Влага была холодная и горько-сладкая от ржавчины. Марат подумал, что сегодня его мать умрет. Может, уже умерла. Он слышал историю, как какие-то бедняки позвали к себе Намон. Она пришла, но человек уже умер. Старуха потребовала денег. Ей отказали. Намон расхохоталась и ушла. Через месяц всю ту семью выкосил тиф. Выжил только один младенец.
Марат вытер капли с губ. Вода в бочке успокаивалась. Он смотрел, как его отражение снова становится целым. Медленно, чтобы не разрушить картинку, он намочил в воде руки, провел ими по своим коротко стриженным волосам. Они росли у него густо, как у негров.

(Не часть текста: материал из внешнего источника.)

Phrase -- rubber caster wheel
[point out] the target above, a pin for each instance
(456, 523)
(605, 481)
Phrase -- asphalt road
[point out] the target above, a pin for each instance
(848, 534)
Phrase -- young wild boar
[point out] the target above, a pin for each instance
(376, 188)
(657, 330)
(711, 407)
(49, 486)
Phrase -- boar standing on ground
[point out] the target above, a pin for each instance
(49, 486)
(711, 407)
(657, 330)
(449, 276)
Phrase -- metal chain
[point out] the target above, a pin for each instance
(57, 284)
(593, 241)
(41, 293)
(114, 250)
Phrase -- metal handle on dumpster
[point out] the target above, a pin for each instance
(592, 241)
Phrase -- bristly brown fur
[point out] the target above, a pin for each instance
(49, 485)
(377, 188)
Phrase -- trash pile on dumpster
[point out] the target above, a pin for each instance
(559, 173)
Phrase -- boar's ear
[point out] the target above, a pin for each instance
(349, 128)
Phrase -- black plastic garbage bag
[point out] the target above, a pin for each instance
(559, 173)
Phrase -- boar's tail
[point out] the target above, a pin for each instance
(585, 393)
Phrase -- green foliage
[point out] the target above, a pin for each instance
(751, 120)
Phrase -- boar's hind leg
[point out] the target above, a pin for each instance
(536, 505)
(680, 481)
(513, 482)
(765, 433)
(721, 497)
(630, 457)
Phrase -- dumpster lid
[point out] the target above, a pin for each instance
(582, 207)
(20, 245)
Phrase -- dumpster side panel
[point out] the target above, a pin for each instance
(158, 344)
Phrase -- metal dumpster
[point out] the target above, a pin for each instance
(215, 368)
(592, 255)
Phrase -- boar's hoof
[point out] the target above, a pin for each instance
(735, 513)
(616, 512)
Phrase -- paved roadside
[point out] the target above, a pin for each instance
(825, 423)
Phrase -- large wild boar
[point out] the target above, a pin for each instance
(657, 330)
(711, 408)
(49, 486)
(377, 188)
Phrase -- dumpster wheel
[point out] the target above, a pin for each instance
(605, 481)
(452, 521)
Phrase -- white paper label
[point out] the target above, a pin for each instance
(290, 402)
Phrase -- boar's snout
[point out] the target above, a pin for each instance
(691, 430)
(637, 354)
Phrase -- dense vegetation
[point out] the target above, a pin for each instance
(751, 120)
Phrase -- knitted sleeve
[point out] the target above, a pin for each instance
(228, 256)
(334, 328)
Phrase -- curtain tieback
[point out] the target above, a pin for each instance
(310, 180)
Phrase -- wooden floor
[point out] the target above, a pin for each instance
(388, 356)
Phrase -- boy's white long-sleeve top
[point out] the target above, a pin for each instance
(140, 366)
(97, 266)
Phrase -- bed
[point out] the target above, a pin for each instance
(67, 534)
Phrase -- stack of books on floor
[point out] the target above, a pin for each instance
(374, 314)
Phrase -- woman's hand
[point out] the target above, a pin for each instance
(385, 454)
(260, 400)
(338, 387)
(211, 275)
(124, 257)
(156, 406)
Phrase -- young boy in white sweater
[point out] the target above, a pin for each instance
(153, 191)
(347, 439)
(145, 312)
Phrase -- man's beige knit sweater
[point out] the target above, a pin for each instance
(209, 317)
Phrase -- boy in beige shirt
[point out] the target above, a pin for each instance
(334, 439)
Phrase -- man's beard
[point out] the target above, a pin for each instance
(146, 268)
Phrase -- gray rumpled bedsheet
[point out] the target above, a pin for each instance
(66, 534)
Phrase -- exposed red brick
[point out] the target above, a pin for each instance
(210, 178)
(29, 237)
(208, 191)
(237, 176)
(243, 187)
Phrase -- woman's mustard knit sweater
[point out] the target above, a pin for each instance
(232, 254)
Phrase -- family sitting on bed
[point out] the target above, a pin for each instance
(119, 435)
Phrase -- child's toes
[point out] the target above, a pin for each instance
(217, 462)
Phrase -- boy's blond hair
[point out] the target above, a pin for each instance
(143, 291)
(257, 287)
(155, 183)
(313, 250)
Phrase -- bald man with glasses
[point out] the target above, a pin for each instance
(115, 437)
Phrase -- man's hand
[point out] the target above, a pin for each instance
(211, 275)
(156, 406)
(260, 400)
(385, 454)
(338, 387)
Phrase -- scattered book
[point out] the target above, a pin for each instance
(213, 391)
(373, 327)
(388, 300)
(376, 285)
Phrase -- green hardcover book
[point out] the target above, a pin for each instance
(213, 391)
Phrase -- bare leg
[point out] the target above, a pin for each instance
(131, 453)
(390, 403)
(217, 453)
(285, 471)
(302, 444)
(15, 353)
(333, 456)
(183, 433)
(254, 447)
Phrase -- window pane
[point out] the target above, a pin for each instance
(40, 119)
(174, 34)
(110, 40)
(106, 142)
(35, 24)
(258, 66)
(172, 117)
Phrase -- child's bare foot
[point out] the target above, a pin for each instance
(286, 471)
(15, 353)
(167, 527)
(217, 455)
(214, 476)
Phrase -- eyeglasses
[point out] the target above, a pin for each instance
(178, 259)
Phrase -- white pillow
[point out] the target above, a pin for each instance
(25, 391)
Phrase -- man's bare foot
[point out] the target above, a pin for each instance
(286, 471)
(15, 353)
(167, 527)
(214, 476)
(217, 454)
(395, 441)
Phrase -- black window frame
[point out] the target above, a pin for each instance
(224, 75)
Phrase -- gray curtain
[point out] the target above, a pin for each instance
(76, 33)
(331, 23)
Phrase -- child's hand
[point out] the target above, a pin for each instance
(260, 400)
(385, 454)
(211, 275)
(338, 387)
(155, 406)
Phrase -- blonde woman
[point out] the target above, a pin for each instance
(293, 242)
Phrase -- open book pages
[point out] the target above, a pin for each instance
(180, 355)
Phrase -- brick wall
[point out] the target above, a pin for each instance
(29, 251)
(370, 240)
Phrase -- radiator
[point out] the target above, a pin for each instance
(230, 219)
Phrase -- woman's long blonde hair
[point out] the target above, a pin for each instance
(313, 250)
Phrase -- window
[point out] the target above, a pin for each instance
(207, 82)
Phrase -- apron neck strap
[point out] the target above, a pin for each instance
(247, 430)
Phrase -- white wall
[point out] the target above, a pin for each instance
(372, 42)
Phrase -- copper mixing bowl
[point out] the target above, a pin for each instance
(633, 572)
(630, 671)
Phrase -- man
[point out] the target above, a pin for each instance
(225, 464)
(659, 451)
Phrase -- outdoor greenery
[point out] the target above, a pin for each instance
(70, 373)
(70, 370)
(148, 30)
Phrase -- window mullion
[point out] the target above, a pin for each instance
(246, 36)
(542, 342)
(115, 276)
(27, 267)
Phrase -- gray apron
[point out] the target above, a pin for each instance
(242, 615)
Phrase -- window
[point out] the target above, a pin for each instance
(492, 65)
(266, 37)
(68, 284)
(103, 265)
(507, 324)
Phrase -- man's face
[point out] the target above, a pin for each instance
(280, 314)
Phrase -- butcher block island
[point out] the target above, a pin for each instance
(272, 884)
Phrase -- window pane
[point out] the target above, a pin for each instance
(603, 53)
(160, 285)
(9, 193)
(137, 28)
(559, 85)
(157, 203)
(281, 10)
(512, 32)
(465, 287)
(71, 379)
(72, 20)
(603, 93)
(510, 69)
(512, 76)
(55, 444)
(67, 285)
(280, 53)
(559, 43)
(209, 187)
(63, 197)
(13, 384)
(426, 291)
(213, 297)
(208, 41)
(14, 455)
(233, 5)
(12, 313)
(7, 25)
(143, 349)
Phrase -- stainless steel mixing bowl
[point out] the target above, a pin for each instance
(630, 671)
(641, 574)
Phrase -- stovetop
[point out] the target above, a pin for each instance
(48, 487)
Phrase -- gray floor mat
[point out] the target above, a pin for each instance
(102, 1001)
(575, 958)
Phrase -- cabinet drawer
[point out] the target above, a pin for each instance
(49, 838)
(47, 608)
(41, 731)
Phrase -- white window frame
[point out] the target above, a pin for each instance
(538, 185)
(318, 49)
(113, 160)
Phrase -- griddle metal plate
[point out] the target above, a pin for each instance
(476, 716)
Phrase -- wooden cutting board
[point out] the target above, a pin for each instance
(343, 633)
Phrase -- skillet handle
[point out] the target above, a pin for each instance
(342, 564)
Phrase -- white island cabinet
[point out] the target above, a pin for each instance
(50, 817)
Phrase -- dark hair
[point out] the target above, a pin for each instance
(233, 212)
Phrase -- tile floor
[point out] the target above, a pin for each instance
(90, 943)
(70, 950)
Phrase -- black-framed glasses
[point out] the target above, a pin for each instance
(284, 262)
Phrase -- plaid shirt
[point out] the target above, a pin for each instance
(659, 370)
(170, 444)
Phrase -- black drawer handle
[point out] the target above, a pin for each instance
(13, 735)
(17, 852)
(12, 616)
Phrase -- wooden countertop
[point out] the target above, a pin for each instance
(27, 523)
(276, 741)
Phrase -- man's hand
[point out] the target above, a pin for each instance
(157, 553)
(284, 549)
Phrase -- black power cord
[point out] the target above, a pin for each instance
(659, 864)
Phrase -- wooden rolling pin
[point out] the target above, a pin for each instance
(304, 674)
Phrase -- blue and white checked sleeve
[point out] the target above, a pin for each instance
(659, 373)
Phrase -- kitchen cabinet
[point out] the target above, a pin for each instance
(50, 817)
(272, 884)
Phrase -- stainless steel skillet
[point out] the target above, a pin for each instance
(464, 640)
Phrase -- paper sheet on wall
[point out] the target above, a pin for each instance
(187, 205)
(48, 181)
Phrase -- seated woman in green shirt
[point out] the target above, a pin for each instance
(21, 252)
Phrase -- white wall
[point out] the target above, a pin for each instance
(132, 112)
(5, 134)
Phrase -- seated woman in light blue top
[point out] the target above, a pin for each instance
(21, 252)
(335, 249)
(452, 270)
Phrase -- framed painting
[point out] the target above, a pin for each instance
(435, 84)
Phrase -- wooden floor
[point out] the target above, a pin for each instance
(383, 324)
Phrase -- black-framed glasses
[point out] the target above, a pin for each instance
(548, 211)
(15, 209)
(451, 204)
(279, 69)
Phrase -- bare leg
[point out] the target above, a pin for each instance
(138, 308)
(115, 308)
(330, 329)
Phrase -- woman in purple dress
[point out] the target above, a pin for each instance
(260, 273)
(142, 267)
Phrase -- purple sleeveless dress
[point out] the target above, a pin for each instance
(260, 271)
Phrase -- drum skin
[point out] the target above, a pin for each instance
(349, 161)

По улице проехал одинокий мотоцикл. Марат прислушался, попытался определить время. Снова петух. Когда такие тучи и солнца не видно, птицы просыпаются в разное время. И еще петух. Этот, наверное, последний. Трущобы медленно оживали. Марат подумал, что если мать не умерла за прошедшие пять минут, стоит задать ей один вопрос. Последний вопрос.
Он вернулся в дом. В комнате Роберта по-прежнему стояла мертвая тишина. Марат на цыпочках взошел вверх по лестнице, остановился у входа в комнату. Женщина лежала неподвижно, приоткрыв рот. Марат видел желтые зубы и красные десны. Ее глаза были закрыты. Он постоял на месте, потом подошел к ней. Умерла. Он почти не сомневался в этом, пока она не открыла глаза.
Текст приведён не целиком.